Major depressive disorder (MDD) is one of the most common and serious neuropsychiatric disorders with a current prevalence rate of approximately 2.2% in men and 3.3% in women in the general population of China [1]. Among individuals suffering from MDD, an estimated 15% have suicide ideation while as many as 6% is attempt suicide [2]. Most of the individuals with suicide attempts may meet the diagnostic criteria for MDD [3]. Although there are several dedicated suicide risk assessment instruments in clinical practice, such as Beck Hopelessness Scale and Suicide Ideation Scale, it is very difficult to predict and distinguish the individuals who are vulnerable to suicide [4]. An improved understanding of the pathophysiology of suicide risk in patients with MDD is critical for developing specific targeted strategies for prevention and intervention.

Strong evidence has indicated that there are biochemical and morphological abnormalities in certain brain regions of MDD patients and suicide victims [5,6,7]. The purinergic system, which includes not only extracellular nucleosides and nucleotides, such as adenosine and adenosine triphosphate (ATP), but also various receptor subtypes, such as adenosine A1 and A2A receptors, is widely expressed in the central nervous system (CNS) [8]. Several experimental studies have indicated that dysregulation of the purinergic system might play an important role in the pathophysiology of suicide [9,10,11,12] .

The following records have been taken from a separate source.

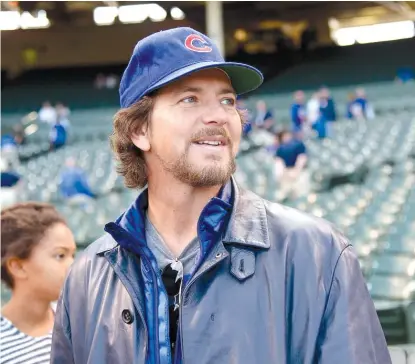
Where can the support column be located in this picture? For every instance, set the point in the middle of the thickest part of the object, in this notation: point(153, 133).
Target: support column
point(214, 24)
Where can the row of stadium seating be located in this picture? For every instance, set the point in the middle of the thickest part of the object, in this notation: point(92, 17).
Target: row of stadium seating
point(362, 181)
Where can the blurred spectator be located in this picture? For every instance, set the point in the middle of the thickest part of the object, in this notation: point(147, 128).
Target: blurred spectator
point(62, 114)
point(47, 113)
point(313, 109)
point(362, 102)
point(327, 105)
point(74, 185)
point(247, 128)
point(298, 112)
point(263, 118)
point(10, 150)
point(37, 248)
point(291, 159)
point(405, 74)
point(111, 81)
point(354, 110)
point(100, 81)
point(58, 136)
point(10, 184)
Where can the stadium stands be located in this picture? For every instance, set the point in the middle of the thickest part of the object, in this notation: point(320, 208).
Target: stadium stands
point(362, 181)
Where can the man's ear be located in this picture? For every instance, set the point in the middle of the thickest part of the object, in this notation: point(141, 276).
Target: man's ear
point(140, 139)
point(16, 268)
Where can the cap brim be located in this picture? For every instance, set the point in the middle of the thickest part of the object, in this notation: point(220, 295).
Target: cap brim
point(244, 78)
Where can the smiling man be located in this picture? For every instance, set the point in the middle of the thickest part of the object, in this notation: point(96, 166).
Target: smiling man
point(199, 270)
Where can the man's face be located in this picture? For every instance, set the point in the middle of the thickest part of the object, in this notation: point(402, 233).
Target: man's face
point(261, 106)
point(195, 130)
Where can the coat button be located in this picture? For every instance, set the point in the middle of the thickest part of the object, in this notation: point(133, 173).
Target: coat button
point(127, 317)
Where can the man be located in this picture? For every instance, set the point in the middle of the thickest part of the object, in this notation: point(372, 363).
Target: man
point(328, 107)
point(57, 136)
point(198, 270)
point(291, 159)
point(298, 113)
point(263, 117)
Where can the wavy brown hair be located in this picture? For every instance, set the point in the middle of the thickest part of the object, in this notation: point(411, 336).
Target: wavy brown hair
point(22, 227)
point(130, 120)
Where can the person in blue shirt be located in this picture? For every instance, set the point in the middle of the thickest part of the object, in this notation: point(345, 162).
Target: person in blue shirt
point(327, 105)
point(264, 118)
point(291, 160)
point(11, 183)
point(298, 112)
point(74, 184)
point(57, 136)
point(247, 127)
point(361, 100)
point(10, 150)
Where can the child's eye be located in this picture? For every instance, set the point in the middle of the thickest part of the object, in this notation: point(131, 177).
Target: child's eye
point(189, 100)
point(228, 101)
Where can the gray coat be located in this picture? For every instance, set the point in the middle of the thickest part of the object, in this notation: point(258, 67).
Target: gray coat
point(279, 287)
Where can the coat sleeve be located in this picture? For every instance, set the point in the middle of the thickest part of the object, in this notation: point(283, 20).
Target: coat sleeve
point(62, 337)
point(350, 332)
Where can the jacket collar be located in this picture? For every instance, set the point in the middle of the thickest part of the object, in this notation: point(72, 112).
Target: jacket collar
point(247, 225)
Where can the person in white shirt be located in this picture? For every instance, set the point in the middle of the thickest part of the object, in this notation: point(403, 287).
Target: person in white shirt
point(37, 250)
point(47, 114)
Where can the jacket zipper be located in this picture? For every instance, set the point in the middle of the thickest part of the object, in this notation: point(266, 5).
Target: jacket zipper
point(186, 288)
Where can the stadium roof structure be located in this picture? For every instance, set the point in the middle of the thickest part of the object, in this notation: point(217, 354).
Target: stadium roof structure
point(80, 12)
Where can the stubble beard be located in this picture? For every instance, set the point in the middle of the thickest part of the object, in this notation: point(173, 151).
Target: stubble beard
point(215, 174)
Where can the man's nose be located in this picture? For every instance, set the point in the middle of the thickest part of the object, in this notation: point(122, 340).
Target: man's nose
point(214, 114)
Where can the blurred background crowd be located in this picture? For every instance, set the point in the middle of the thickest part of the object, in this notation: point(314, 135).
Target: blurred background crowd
point(331, 131)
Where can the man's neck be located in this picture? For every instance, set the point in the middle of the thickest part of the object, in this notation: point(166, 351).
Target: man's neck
point(34, 319)
point(174, 209)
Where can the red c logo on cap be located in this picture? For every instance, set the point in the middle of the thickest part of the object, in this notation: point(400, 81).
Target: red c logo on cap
point(189, 44)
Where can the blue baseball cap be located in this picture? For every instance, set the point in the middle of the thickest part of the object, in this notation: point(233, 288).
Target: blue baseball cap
point(166, 56)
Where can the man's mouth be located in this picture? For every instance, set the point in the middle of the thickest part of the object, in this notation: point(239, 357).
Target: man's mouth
point(214, 140)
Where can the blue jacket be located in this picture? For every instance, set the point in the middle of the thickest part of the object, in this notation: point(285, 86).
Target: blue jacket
point(74, 182)
point(274, 286)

Uric acid (UA), as an easily detectable marker, is the final compound generated from the catabolism of purines in humans [13]. As a powerful endogenous antioxidant, UA accounts for more than 60% of free radical scavenging capacity in human blood [14, 15]. Notably, the CNS is considered to be one of the main sites of UA antioxidation [16]. Recently, numerous clinical data suggest that UA might be one of the potential contributing factors in behavioural and neuronal responses. For example, abnormal serum UA levels have been reported in individuals with cognitive dysfunction, dementia, schizophrenia, bipolar disorder, and sleep disorder [17,18,19,20]. The potential involvement of oxidative/antioxidant function in MDD has been demonstrated [21]. Unfortunately, investigations about the causal relationship between UA and MDD have produced inconsistent results and there is still no conclusive evidence [22,23,24]. To date, few studies have been designed to explore the association between UA and suicide. Recently, promising findings from Bartoli and his team have shown an inverse relationship between UA levels and severity of suicidal ideation in individuals with major affective disorders [25, 26] . However, some confounding factors such as glucose and lipid metabolism, renal function and prescribed medications were not controlled in these studies.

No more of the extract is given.